Question from the e-mail: People in my writers' group tell me I need to work on my transitions. I'm not sure I understand what they are talking about, but don't want to ask THEM...can you help?
Answer: A transition is when you move the reader from one place to another, or one scene to another, or one time to another. For those of us who are old enough to remember black and white westerns (or who are fans of movie classics) one memorable transition is when they flash on the screen, “Meanwhile, back at the ranch....”
A good transition, like the lead in a newspaper or magazine article, should answer the questions, Who? Where? and When? Otherwise it leaves the reader vaguely aware that something is missing and causes editors to write in their refusal letters, "This story needs to be better grounded in time and space." I know. I have the letters to prove it, because I used to be the world's worst at writing transitions. The worst kind of transition is a "weather report" as in, "It was a dark and stormy night," because it doesn’t say where, or when, or who. Nothing at all in there about 69 B.C., Pompeii, or the eruption of Mt. Vesuvius.
A lot of it is plain common sense. I can't tell you how many manuscripts I see where scenes open with conversation between two people, but we don't know who or where they are. Worse, many times a third person will say something, then following the speech, will be the words, "Danny Martin joined them on the post office steps." It's plain disorienting for Danny to speak, before he joins them. Sort of like someone sneaking up behind you and poking you in the back when you're not looking.
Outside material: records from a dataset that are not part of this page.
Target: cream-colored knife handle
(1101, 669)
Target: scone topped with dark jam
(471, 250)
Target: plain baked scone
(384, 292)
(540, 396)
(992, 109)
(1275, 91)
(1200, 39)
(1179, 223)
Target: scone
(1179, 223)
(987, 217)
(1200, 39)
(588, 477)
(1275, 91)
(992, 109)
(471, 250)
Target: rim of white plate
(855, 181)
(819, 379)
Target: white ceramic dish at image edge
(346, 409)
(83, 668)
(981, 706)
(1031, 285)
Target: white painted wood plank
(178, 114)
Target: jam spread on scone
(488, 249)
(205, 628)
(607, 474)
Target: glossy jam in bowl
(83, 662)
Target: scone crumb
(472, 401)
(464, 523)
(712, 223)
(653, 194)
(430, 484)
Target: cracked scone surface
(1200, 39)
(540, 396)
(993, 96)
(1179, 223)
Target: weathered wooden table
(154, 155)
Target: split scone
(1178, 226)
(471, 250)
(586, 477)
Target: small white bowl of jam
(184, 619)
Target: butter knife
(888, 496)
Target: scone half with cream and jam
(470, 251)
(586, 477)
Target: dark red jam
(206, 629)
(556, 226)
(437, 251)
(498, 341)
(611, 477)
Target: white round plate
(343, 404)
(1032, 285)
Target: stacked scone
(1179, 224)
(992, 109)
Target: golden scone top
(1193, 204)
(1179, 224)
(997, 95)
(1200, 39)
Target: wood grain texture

And it's even worse if the first two people have been talking for half a page before we find out they're at the post office. Especially if we've already built them a street corner, or a grocery store parking lot in our imagination.
You don't have to write the transition first, either. You can just go ahead and write your scene, then go back and fix the transition. I usually find my own first line, complete with the hook, in the middle of page 2.